Thanks a lot for releasing the source code and the pre-trained models!
I was able to setup everything, and run the test evaluation code.

I downloaded the pre-trained NQ checkpoints from gs://orqa-data/orqa_nq_model
When I run

export MODEL_DIR=./orqa_nq_model
python -m language.orqa.predict.orqa_eval \
  --dataset_path=./resplit/WebQuestions.resplit.test.jsonl \
  --model_dir=$MODEL_DIR

I only see an accuracy of 21%
Accuracy: 0.2101 (427/2032)

This is using the best_default checkpoint:

language/language/orqa/models/orqa_model.py

Lines 508 to 509 in 2d08af4

    
           best_checkpoint_pattern = os.path.join(model_dir, "export", "best_default", 
        
                                                  "checkpoint", "*.index")

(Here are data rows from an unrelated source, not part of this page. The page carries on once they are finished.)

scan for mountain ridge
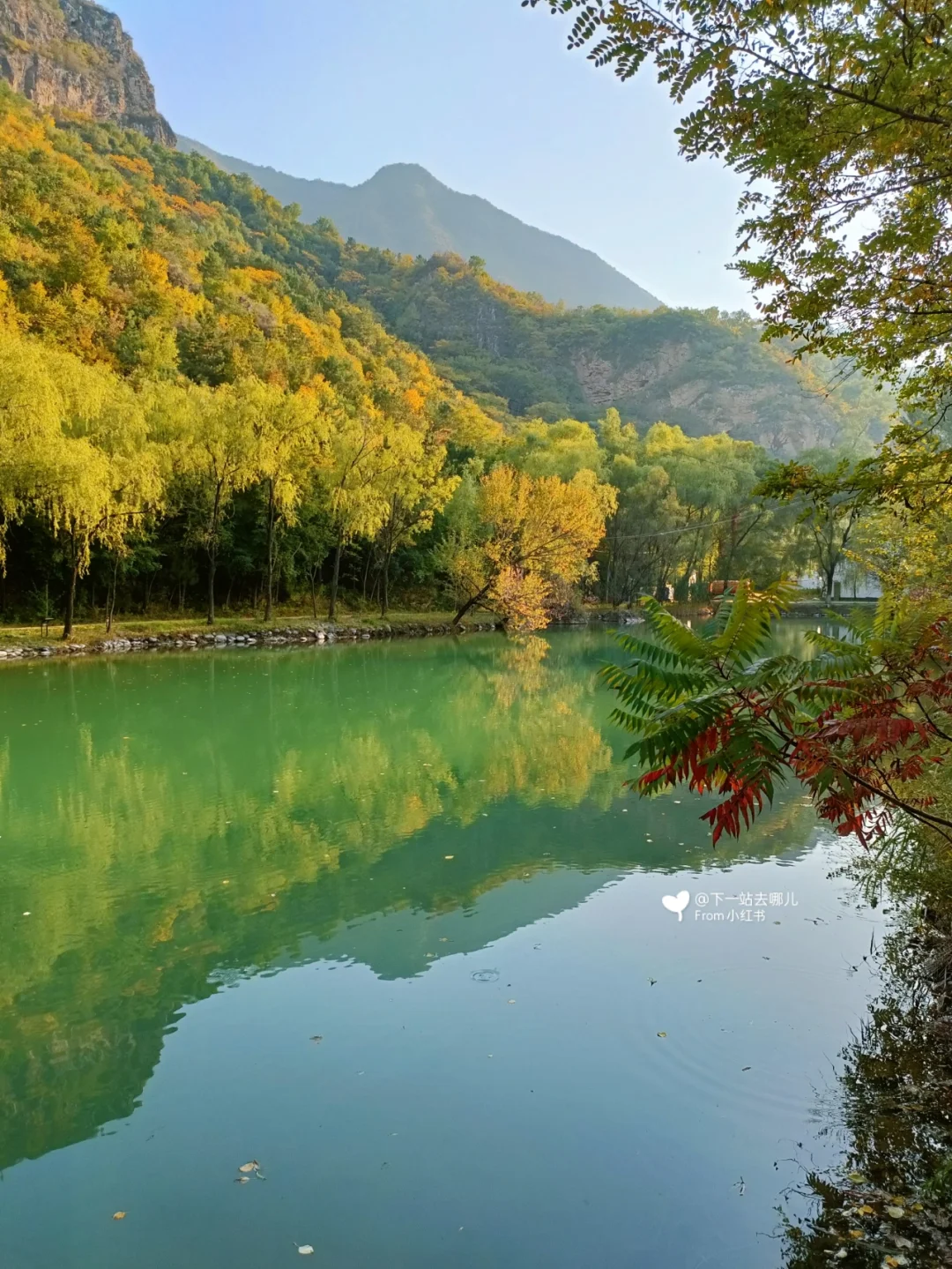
[0,0,176,147]
[179,136,662,311]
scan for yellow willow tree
[448,465,617,631]
[0,329,164,638]
[378,424,460,616]
[247,379,339,622]
[43,370,165,639]
[0,324,64,569]
[322,404,405,621]
[170,384,260,625]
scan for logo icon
[662,890,691,922]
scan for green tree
[524,0,952,405]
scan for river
[0,625,877,1269]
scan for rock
[0,0,176,147]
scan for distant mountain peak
[175,139,660,311]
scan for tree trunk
[452,578,495,625]
[63,549,80,639]
[105,552,119,635]
[206,549,218,625]
[364,547,374,603]
[265,480,274,622]
[380,555,390,618]
[327,534,344,621]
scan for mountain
[0,0,176,146]
[0,0,891,454]
[179,137,660,310]
[335,243,894,456]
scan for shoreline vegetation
[0,599,868,664]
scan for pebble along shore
[0,622,502,661]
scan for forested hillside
[338,246,894,454]
[179,137,660,310]
[0,0,889,636]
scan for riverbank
[0,613,500,661]
[0,608,654,662]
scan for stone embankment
[0,622,507,661]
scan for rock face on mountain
[180,137,660,311]
[0,0,176,146]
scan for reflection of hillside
[0,636,808,1168]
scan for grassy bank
[0,612,507,657]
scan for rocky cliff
[0,0,176,146]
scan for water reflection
[0,635,813,1168]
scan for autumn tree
[378,427,460,618]
[524,0,952,406]
[449,465,616,630]
[176,384,258,625]
[758,453,863,599]
[605,583,952,845]
[321,404,402,621]
[241,379,336,622]
[0,333,164,639]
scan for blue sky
[105,0,752,310]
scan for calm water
[0,631,876,1269]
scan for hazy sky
[104,0,752,309]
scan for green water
[0,628,874,1269]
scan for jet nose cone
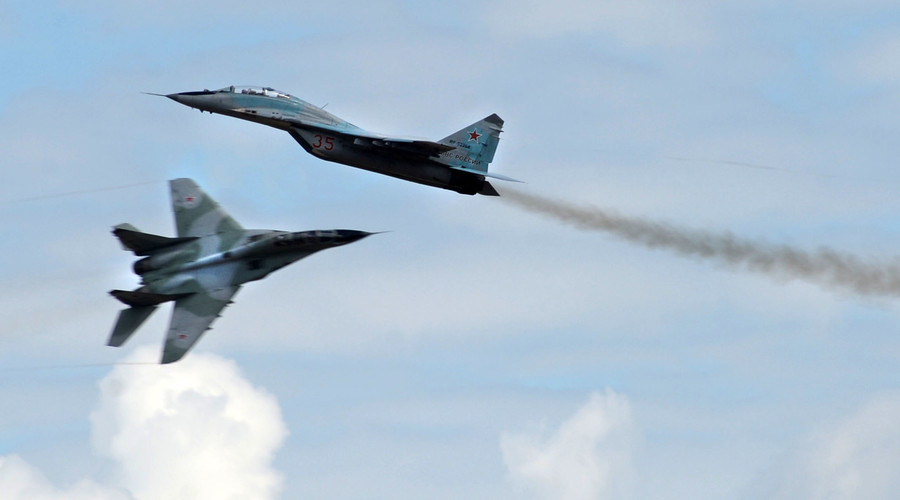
[340,229,375,243]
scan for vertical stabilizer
[438,114,503,173]
[106,306,158,347]
[169,179,243,238]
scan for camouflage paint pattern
[108,179,371,363]
[166,86,515,196]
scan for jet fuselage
[166,87,512,195]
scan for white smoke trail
[503,189,900,296]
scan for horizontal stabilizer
[106,306,158,347]
[113,224,197,255]
[109,290,190,307]
[450,167,522,182]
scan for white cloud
[500,390,635,500]
[0,347,287,500]
[766,393,900,499]
[0,455,130,500]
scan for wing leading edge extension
[161,286,241,364]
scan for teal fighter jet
[156,86,517,196]
[107,179,373,363]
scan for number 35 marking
[313,134,334,151]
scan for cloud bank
[0,348,287,500]
[500,390,635,500]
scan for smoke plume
[503,189,900,296]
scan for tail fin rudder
[169,179,243,237]
[438,114,503,175]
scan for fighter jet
[154,86,518,196]
[107,179,373,363]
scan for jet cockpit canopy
[216,85,292,99]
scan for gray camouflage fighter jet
[153,85,518,196]
[107,179,373,363]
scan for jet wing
[161,286,240,363]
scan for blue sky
[0,0,900,499]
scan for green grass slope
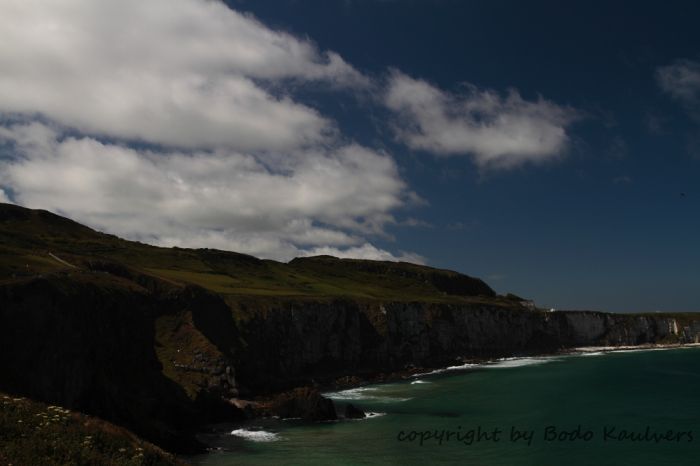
[0,204,504,304]
[0,393,185,466]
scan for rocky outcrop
[0,274,700,451]
[345,403,367,419]
[232,301,700,392]
[0,274,243,452]
[271,387,338,421]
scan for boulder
[345,403,367,419]
[272,387,338,421]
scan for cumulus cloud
[0,0,368,150]
[0,122,418,260]
[384,71,579,168]
[0,0,430,261]
[304,244,425,264]
[656,60,700,119]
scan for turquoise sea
[187,348,700,466]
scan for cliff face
[0,271,700,451]
[0,204,700,451]
[0,274,241,451]
[237,301,700,391]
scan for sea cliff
[0,204,700,452]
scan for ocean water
[186,348,700,466]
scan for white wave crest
[231,429,281,442]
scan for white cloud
[304,243,425,264]
[384,71,578,168]
[0,0,368,150]
[656,60,700,118]
[0,123,418,260]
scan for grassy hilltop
[0,204,504,303]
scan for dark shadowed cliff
[0,204,700,451]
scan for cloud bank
[656,60,700,120]
[384,71,579,168]
[0,0,421,261]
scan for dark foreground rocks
[271,387,338,421]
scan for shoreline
[239,343,700,420]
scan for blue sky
[0,0,700,311]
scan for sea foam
[231,429,281,442]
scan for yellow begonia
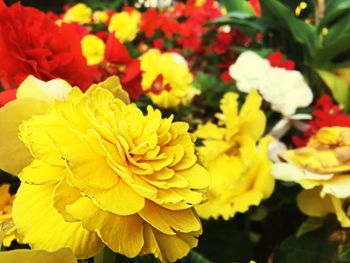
[140,49,196,108]
[0,75,208,262]
[272,127,350,227]
[81,35,106,65]
[196,91,274,220]
[63,3,92,24]
[92,11,108,24]
[0,248,77,263]
[108,10,141,43]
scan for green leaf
[209,11,264,31]
[222,0,254,14]
[260,0,318,56]
[273,230,337,263]
[296,217,323,237]
[317,68,350,112]
[319,0,350,27]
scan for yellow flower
[140,49,194,108]
[81,35,106,65]
[92,11,108,24]
[196,91,274,220]
[0,75,208,262]
[0,184,17,247]
[63,3,92,24]
[0,248,77,263]
[272,127,350,227]
[108,10,141,42]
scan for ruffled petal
[138,201,201,235]
[12,183,103,259]
[67,197,144,257]
[0,98,49,175]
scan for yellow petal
[0,98,49,175]
[138,201,201,235]
[250,137,275,198]
[321,174,350,198]
[89,76,130,104]
[18,159,66,184]
[195,122,225,140]
[0,248,77,263]
[67,197,144,257]
[12,183,103,259]
[53,179,81,222]
[176,164,209,189]
[153,229,200,262]
[17,75,72,103]
[85,180,145,216]
[297,187,334,217]
[239,90,266,141]
[330,196,350,227]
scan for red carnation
[292,95,350,147]
[0,0,93,93]
[267,51,295,70]
[100,34,142,99]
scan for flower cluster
[0,0,350,263]
[196,91,274,220]
[1,77,208,262]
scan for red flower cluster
[141,0,221,50]
[0,1,93,105]
[267,51,295,70]
[98,34,142,99]
[292,95,350,147]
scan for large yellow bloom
[63,3,92,24]
[140,49,194,108]
[81,35,106,65]
[272,127,350,227]
[196,91,274,220]
[0,75,208,262]
[108,10,141,43]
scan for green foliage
[296,217,323,238]
[273,230,337,263]
[222,0,254,14]
[216,0,350,111]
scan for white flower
[258,68,313,116]
[229,51,313,117]
[229,51,271,92]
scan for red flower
[292,95,350,147]
[267,51,295,70]
[140,8,160,38]
[0,0,93,90]
[0,89,17,107]
[153,38,164,50]
[249,0,261,16]
[213,32,233,54]
[102,34,142,99]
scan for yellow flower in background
[63,3,92,24]
[108,10,141,43]
[196,91,274,220]
[272,127,350,227]
[140,49,195,108]
[81,35,106,65]
[92,11,108,24]
[0,75,208,262]
[0,248,77,263]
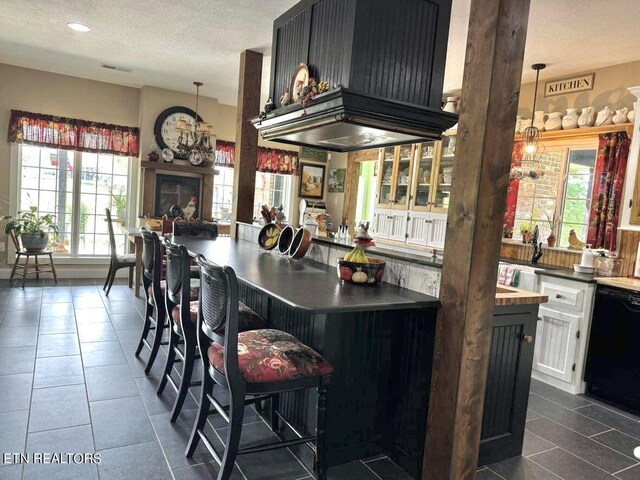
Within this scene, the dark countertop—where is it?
[173,237,440,313]
[312,236,442,268]
[536,267,596,283]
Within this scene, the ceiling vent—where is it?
[102,63,132,73]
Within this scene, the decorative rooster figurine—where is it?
[182,196,196,221]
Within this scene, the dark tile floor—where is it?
[0,280,640,480]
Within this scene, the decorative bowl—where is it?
[338,258,387,285]
[289,227,311,260]
[573,263,596,273]
[258,223,280,250]
[278,225,295,254]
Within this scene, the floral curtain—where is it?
[214,140,236,167]
[587,132,631,250]
[258,147,299,175]
[8,110,139,157]
[502,142,522,236]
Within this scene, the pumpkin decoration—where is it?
[351,268,369,283]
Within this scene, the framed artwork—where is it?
[298,163,325,198]
[329,168,347,193]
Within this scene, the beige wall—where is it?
[518,61,640,118]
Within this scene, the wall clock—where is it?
[153,107,203,158]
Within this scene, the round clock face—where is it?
[154,107,202,158]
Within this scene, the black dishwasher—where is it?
[584,285,640,413]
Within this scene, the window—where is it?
[513,150,564,239]
[18,145,130,256]
[559,149,598,246]
[253,172,291,218]
[212,167,233,221]
[513,145,598,247]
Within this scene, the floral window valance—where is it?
[258,147,300,175]
[8,110,139,157]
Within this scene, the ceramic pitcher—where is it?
[612,107,629,125]
[578,107,596,127]
[533,110,548,132]
[562,108,578,130]
[596,106,615,127]
[544,112,562,132]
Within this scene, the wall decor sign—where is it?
[544,72,596,97]
[298,163,325,198]
[300,147,329,163]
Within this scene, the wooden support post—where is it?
[231,50,262,237]
[422,0,529,480]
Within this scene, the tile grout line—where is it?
[529,410,635,463]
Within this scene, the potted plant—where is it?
[4,206,59,252]
[520,223,533,243]
[544,212,558,247]
[109,187,127,225]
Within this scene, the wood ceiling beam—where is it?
[422,0,529,480]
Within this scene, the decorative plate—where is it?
[162,148,174,163]
[289,63,309,103]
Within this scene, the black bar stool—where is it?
[135,228,166,373]
[157,239,266,422]
[186,256,333,480]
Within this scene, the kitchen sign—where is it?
[544,72,596,97]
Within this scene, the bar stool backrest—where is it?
[104,208,118,261]
[164,239,191,311]
[198,255,242,382]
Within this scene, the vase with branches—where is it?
[544,212,559,247]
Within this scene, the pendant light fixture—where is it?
[509,63,547,180]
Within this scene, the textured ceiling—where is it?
[0,0,640,104]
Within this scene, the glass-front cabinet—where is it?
[378,145,415,210]
[431,135,456,213]
[411,142,439,211]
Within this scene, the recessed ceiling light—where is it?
[67,22,91,32]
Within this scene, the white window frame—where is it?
[12,144,138,258]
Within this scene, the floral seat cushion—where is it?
[207,329,333,383]
[171,300,267,335]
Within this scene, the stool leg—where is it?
[269,393,280,432]
[184,364,214,458]
[9,253,20,283]
[315,383,327,480]
[218,387,244,480]
[170,332,196,423]
[156,323,180,395]
[49,253,58,285]
[22,255,29,288]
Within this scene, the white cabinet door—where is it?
[389,210,409,242]
[428,212,447,249]
[407,212,431,247]
[371,208,393,239]
[533,307,580,383]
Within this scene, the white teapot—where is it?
[596,106,615,127]
[611,107,629,125]
[578,107,596,128]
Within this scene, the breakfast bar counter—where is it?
[173,237,439,465]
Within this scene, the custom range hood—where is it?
[252,0,458,152]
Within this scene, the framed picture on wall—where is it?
[298,162,325,198]
[329,168,347,193]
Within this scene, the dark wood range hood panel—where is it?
[253,0,457,151]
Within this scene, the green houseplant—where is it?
[4,206,59,252]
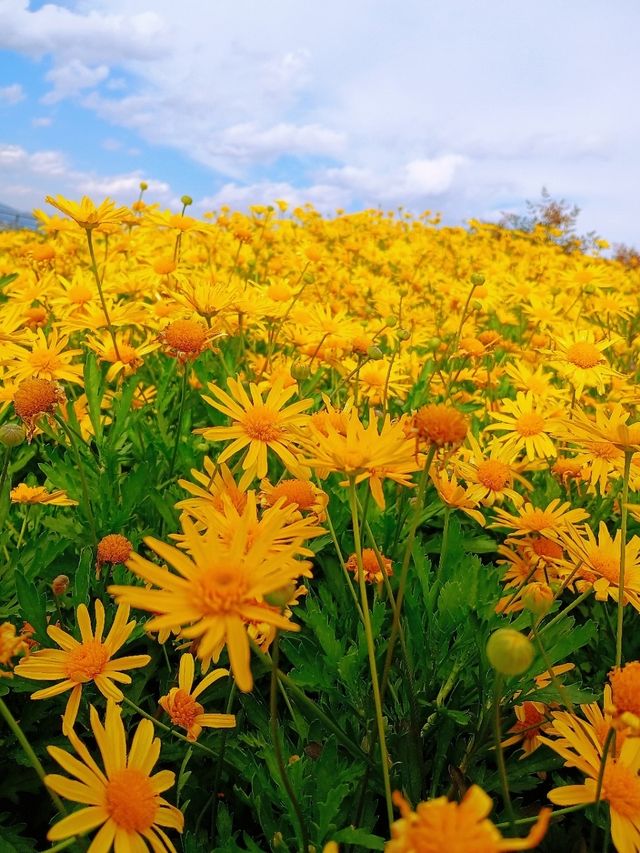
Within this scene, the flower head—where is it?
[44,701,184,853]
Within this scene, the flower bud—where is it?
[522,581,553,616]
[487,628,534,675]
[0,424,27,447]
[51,575,69,598]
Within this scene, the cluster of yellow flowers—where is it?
[0,197,640,853]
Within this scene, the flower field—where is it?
[0,191,640,853]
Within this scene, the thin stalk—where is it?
[493,673,515,826]
[169,364,188,480]
[0,699,67,815]
[85,228,121,361]
[349,477,393,828]
[615,450,633,667]
[382,444,436,694]
[269,630,309,853]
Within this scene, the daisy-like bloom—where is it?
[259,479,329,521]
[485,391,557,462]
[160,654,236,741]
[158,319,219,364]
[606,660,640,734]
[176,456,253,513]
[194,378,313,478]
[345,548,393,583]
[96,533,133,577]
[490,498,589,538]
[410,403,469,448]
[9,329,82,384]
[9,483,78,506]
[541,713,640,853]
[15,599,151,730]
[561,521,640,612]
[44,701,184,853]
[90,333,160,382]
[548,330,617,397]
[0,622,29,678]
[13,379,66,441]
[109,501,316,692]
[456,434,531,506]
[429,469,485,527]
[384,785,551,853]
[556,403,640,453]
[500,702,551,759]
[304,409,422,509]
[45,195,132,231]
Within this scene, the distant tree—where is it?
[499,187,599,252]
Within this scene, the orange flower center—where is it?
[242,405,282,444]
[194,567,248,616]
[165,688,204,729]
[268,480,316,509]
[609,661,640,716]
[567,341,604,370]
[163,320,207,353]
[602,761,640,820]
[589,548,620,584]
[477,459,511,492]
[105,767,158,832]
[65,640,109,684]
[515,412,544,438]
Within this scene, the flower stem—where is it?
[169,364,187,480]
[0,699,67,815]
[349,477,393,827]
[615,450,633,666]
[269,629,309,853]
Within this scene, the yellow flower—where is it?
[15,599,151,730]
[485,391,557,462]
[384,785,551,853]
[45,195,133,230]
[10,483,78,506]
[160,654,236,741]
[305,409,421,509]
[109,501,316,692]
[194,379,312,478]
[44,701,184,853]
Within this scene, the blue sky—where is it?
[0,0,640,245]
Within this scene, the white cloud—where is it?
[40,59,109,104]
[0,83,26,106]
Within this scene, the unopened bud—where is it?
[0,424,27,447]
[51,575,69,598]
[487,628,533,675]
[291,361,311,382]
[522,581,553,616]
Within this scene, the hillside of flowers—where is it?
[0,193,640,853]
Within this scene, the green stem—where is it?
[615,450,633,667]
[0,699,67,815]
[493,673,515,826]
[169,365,188,480]
[382,444,436,696]
[269,630,309,853]
[349,477,393,828]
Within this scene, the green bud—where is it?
[0,424,27,447]
[487,628,534,675]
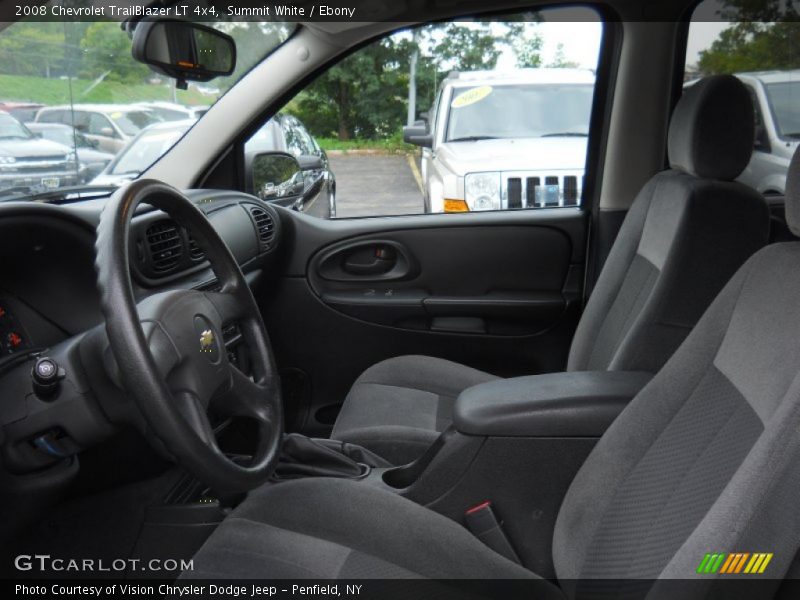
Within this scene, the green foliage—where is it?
[547,44,580,69]
[316,131,419,154]
[0,23,65,77]
[79,21,151,83]
[287,38,408,140]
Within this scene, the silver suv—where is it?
[403,69,595,213]
[736,70,800,195]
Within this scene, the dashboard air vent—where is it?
[145,219,183,273]
[250,206,275,248]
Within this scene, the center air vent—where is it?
[145,219,183,273]
[250,206,275,248]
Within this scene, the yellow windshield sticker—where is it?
[450,85,492,108]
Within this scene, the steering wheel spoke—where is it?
[173,391,217,447]
[96,179,283,491]
[211,365,275,421]
[205,290,247,328]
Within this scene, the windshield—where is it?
[0,11,296,200]
[110,123,192,176]
[445,84,594,142]
[766,81,800,140]
[0,113,33,140]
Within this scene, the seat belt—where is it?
[464,500,522,565]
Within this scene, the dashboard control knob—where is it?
[31,357,66,399]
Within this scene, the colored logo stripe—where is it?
[697,552,773,575]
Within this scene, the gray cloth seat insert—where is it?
[331,71,769,464]
[186,83,800,600]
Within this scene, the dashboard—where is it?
[0,190,281,368]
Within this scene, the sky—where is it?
[506,21,729,69]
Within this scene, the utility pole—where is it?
[406,29,419,125]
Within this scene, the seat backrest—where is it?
[553,148,800,598]
[567,75,769,373]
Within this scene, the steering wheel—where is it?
[95,179,283,491]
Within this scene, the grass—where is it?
[0,75,215,105]
[316,132,419,154]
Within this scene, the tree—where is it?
[0,23,69,77]
[697,0,800,75]
[292,38,409,140]
[547,44,580,69]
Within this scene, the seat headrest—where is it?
[784,147,800,237]
[667,75,755,181]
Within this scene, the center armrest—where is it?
[453,371,652,437]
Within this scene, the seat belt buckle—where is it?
[464,500,522,564]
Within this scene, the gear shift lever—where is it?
[274,433,393,479]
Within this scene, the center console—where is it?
[308,371,651,577]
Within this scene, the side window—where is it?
[38,110,66,123]
[244,7,603,218]
[684,0,800,195]
[72,110,89,133]
[745,84,771,152]
[282,116,314,156]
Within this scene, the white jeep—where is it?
[403,68,595,213]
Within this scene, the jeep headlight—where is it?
[464,171,500,210]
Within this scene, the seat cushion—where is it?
[331,356,497,464]
[188,478,562,598]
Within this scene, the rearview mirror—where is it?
[403,121,433,148]
[132,20,236,87]
[251,152,305,205]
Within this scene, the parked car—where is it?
[736,70,800,195]
[92,119,194,185]
[0,112,79,190]
[0,102,44,123]
[404,69,594,212]
[36,104,162,154]
[25,123,114,183]
[136,100,209,121]
[92,114,336,217]
[245,113,336,218]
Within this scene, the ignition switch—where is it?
[31,357,66,400]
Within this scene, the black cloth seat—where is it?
[331,76,769,464]
[184,83,800,600]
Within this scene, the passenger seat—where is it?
[331,75,769,464]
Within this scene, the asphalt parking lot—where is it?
[329,153,423,218]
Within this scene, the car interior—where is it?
[0,0,800,599]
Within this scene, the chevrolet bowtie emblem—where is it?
[200,329,214,352]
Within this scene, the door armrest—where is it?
[453,371,652,437]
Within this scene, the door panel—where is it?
[257,209,586,434]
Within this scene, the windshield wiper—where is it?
[542,131,589,137]
[0,185,118,202]
[447,135,500,142]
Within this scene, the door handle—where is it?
[344,258,396,275]
[311,239,418,284]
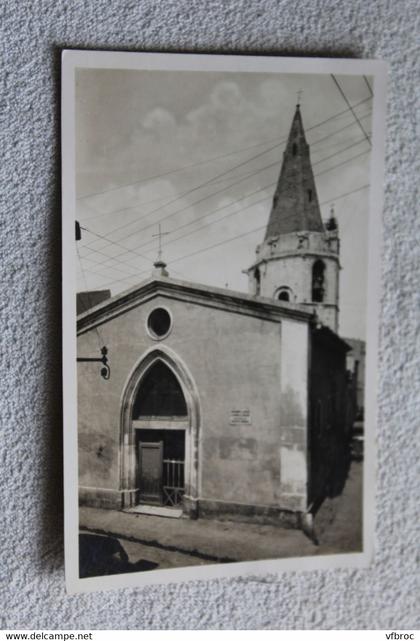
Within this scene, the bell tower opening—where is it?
[312,260,325,303]
[247,105,340,332]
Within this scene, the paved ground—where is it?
[80,463,362,576]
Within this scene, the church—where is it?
[77,105,353,527]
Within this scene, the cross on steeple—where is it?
[152,223,169,262]
[152,223,169,276]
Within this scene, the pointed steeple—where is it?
[265,104,324,240]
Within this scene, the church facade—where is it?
[77,107,351,527]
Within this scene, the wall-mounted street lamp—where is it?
[77,345,111,381]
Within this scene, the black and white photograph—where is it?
[62,51,384,591]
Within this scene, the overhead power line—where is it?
[77,96,371,209]
[82,139,367,260]
[81,111,371,231]
[331,73,372,146]
[79,178,369,285]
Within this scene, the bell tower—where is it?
[246,104,340,332]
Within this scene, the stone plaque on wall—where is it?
[229,409,252,425]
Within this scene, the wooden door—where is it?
[138,441,163,505]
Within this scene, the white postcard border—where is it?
[61,50,387,594]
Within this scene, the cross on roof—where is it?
[152,223,169,262]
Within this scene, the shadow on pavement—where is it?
[79,534,159,579]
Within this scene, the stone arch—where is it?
[120,345,200,518]
[274,285,294,303]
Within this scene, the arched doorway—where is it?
[121,348,199,517]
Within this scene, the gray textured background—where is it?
[0,0,420,629]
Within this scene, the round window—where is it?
[147,307,171,338]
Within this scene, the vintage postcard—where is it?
[62,51,386,592]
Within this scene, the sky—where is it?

The performance reported in the paper is 33.3%

Has anyone else faced this problem?
Did I miss a step?

Thanks,
Priyam

The dataset_path that you used is for WebQuestions, not Natural Questions. Please use resplit/NaturalQuestions.resplit.test.jsonl instead.

	best_checkpoint_pattern = os.path.join(model_dir, "export", "best_default",
	"checkpoint", "*.index")